The latest venture was the Global Repertoire Database (GRD) which aimed to “create a singular, compiled, and authoritative ledger of ownership and control of musical works around the world.” This was a very ambitious move and required two rounds of financing which consisted of the initial startup funds and the funds to cover the budgeting for the year. Although there were significant contributions to this mission, some collection societies, such as the American Society of Composers, Authors and Publishers (ASCAP), started to pull out of the fund due to GRD’s failure and debt that it accumulated.
Even though this venture failed to provide a centralized database that could resolve royalty and licensing issues, there is now a growing consensus in the music industry for a global, digital database that properly, and efficiently, manages copyright ownership information. The next venture could utilize blockchain technology because of the advantages for storage, tracking, and security that it offers. In addition, not only could blockchain provide a centralized database so that music content information is accurately organized, it could provide a way to close the gap between creators and consumers and dispose of intermediaries. This would allow for a more seamless experience and transparency for the consumer and allow the creators to have more control over their works. Further, this ledger would allow these creators to upload all of their musical work elements, such as the composition, lyrics, cover art, video performances and licensing information, to a single, uniform database. This information would be available globally in an easily verified peer-to-peer system.
On the other hand, since blockchains are tamper-resistant, the data could not be “changed or deleted without affecting the entire system” even with a central authority. This means that if someone decides to delete a file from the system, such a deletion will disrupt the whole chain. There could also be issues with implementing such a large network of systems, or computers, due to the sheer amount of music that is globally available. Additionally, to identify each registered work, the right holders have to upload digital copies of their works which would require an extensive amount of storage and computational power to save entire songs.
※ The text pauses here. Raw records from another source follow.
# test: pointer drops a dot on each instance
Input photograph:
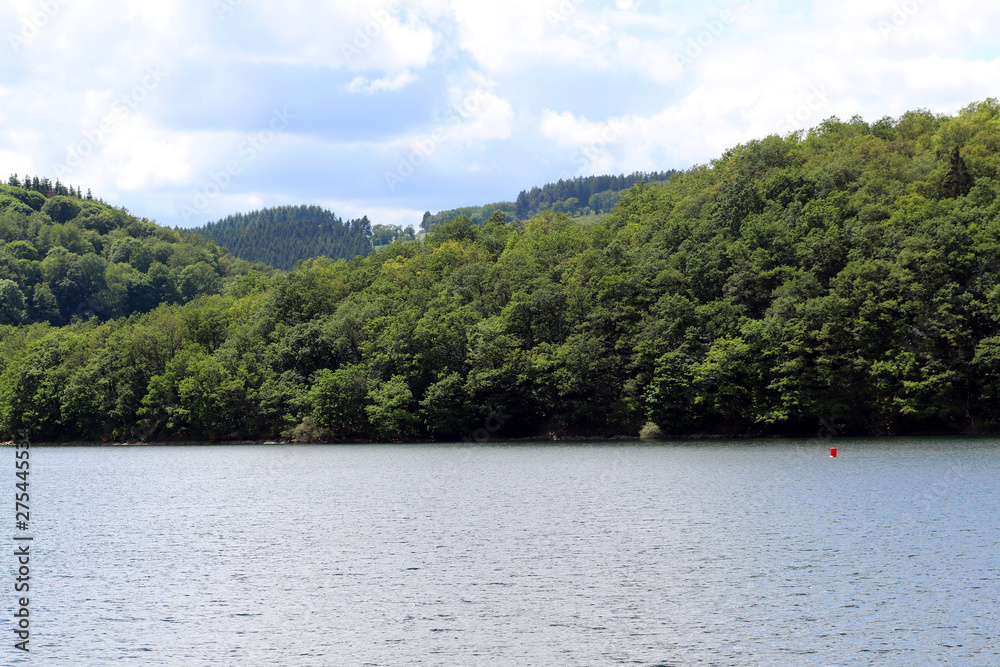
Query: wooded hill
(284, 235)
(585, 195)
(844, 280)
(63, 258)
Nevertheless, blockchain could provide the base for implementing a centralized database using a network of systems, or computers, in order to organize royalty payments for these musicians. Proponents contend that, with the help of Congress, this could be made possible. Congress recently introduced Bill HR 3350, Transparency in Music Licensing and Ownership Act. This act, if passed, will require musicians to register their songs in a federal database or else forfeit the ability to enforce their copyright, which would prevent them from collecting their royalties for those works. Although this might seem like an ultimatum, this proposed Act would provide the best way of changing how the music industry stores its information to provide an efficient way to distribute royalties and licensing payments to these artists.
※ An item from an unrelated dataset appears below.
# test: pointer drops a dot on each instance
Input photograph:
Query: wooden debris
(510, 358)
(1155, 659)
People are split in their opinions about blockchain technology in the music industry. There are some who see this as a more accurate way of managing “consumer content ownership in the digital domain.” Others do not see this as a viable plan due to its lack of scalability to compensate for the vast amount of musical works. Even with the development of the music industry into the digital field, the goal is always to protect the artists’ works. Plan [B]lockchain ledger may not completely solve the royalty problem in the music industry, but it can provide a starting point in creating a more robust metadata database and, in combination with legislative change, the musical works could remain in the hands of their respectable owners.
Jenny Kim is a second-year law student at Northwestern Pritzker School of Law.